Like Square Root must be >=0 (as we don't consider complexies), should all the odd rooted radicals also be >=0 means $\sqrt[5]{x^{5} -9} >= 0$
Assuming the x is approaching a large negative value... (infinity is boring, but it could be the case...) How can I evaluate the limits of this radical as x approaches the said negativity? When calculated, I get positive 1 as the answer. Because power is odd, thus both numerator and denominator's sign get cancelled.
$\frac{\frac{2}{-x}+\frac{x}{-x}}{-(\sqrt[5]{\frac{x^{5}}{x^{5}} -\frac{9}{x^{5}}})}$
Given, $-(\frac{1}{x})^{5} = -(\frac{1}{x^{5}})$
- Now the biggest issue... What about if the function was like this? $\frac{2+x}{\sqrt[3]{x^{5} -9}}$
(1) I'm not sure what you mean. (2) Odd roots have all real numbers as their domain. (3) As long as $x\neq\sqrt[5]9,$ the function is continuous, so just evaluate at the large negative value. As for the case when $x$ decreases without bound, note that for $x\neq\sqrt[5]9$ we have $$\frac{2+x}{\sqrt[5]{x^5-9}}=\cfrac{\frac2x+1}{\frac1x\sqrt[5]{x^5-9}}=\cfrac{\frac2x+1}{\sqrt[5]{1-\frac9{x^5}}},$$ so the function readily tends to $1$ as $x$ decreases (or increases) without bound.

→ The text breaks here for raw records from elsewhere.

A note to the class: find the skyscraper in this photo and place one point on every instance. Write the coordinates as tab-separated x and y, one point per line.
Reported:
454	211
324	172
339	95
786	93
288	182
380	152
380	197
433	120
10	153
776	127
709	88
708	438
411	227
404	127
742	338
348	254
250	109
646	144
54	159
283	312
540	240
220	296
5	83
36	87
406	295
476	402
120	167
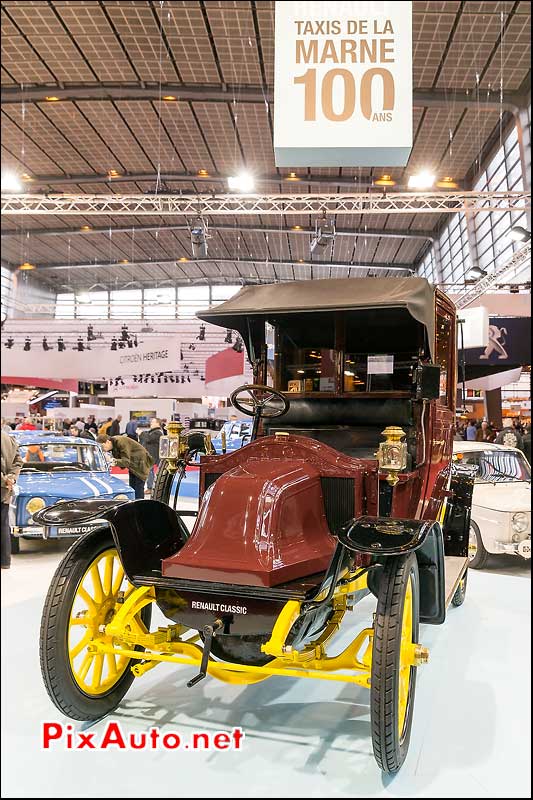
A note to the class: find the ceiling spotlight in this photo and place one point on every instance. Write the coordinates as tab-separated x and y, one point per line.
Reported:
324	234
424	180
385	180
199	238
243	182
447	183
519	234
11	182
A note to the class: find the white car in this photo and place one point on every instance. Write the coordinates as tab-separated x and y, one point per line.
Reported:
501	506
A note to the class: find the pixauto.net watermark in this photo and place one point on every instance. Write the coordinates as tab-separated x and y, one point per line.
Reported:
60	736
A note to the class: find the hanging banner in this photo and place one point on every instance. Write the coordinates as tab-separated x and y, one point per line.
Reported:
509	344
149	357
343	93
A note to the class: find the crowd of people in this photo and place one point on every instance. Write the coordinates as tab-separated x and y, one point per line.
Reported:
512	433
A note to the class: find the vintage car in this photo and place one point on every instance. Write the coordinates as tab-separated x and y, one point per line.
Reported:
57	468
501	505
233	435
345	489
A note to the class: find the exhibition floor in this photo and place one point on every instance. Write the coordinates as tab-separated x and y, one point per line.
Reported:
302	738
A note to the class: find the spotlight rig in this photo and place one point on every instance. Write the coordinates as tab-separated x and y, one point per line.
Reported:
199	237
324	235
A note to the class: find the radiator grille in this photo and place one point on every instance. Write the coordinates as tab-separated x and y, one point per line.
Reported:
339	501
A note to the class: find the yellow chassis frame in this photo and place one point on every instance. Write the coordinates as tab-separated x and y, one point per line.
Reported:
125	631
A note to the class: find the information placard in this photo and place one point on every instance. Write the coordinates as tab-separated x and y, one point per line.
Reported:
343	84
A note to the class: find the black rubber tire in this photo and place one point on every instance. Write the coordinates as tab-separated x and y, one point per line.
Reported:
481	557
460	593
55	665
164	481
390	750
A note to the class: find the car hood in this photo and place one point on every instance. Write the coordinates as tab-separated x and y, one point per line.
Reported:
70	485
508	497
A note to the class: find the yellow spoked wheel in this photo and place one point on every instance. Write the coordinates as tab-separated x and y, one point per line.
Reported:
406	646
393	676
88	587
100	590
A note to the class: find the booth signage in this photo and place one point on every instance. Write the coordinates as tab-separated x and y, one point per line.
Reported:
149	357
343	92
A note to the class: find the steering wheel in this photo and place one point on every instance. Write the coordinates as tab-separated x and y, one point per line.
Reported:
254	399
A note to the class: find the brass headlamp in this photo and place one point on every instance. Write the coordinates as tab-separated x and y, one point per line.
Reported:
392	453
173	446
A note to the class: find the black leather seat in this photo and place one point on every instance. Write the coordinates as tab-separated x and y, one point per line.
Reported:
351	425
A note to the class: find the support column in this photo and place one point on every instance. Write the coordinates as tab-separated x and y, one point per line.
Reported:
493	406
523	129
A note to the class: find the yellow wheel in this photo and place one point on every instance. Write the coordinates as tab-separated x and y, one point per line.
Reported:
393	676
88	587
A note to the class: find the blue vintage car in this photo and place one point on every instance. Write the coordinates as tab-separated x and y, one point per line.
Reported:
58	468
237	434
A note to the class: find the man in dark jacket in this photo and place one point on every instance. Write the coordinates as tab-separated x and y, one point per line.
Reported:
114	428
129	455
150	440
11	464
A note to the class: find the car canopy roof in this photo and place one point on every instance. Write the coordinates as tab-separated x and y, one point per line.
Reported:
416	295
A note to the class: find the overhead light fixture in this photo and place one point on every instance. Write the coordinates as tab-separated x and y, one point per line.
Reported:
519	234
423	180
324	234
199	237
243	182
447	183
11	182
385	180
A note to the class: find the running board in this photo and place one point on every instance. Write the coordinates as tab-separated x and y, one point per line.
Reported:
454	568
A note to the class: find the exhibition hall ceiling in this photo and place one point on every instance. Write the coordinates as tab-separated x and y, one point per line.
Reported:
89	106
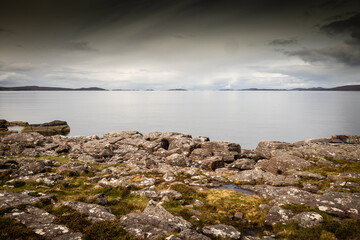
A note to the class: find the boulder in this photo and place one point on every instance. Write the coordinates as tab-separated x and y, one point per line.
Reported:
176	160
95	212
280	163
11	199
336	203
228	151
189	234
222	231
98	148
278	215
41	222
308	219
243	164
155	209
212	163
48	129
146	226
266	149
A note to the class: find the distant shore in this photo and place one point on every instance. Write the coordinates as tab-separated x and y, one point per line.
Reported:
37	88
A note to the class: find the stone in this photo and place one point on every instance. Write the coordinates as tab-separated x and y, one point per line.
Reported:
147	226
158	195
308	219
280	163
278	215
212	163
155	209
42	224
238	215
24	139
169	177
190	234
98	148
12	199
336	203
228	151
266	149
198	203
176	160
48	129
222	231
95	212
243	164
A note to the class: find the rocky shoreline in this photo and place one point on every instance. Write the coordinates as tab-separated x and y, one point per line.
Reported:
127	185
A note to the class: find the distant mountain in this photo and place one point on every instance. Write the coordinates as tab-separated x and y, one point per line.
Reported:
341	88
177	89
37	88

As for your alternate function... (1) Still not sure what you mean. (2) Same answer as above. (3) For $x\neq\sqrt[5]9$ we have $$\frac{2+x}{\sqrt[3]{x^5-9}}=\cfrac{\frac2x+1}{\frac1x\sqrt[3]{x^5-9}}=\cfrac{\frac2x+1}{\sqrt[3]{x^2-\frac9{x^3}}},$$ so while the numerator on the far right tends to $1$ as $x$ decreases (or increases) without bound, the denominator increases without bound, and so the function tends to $0.$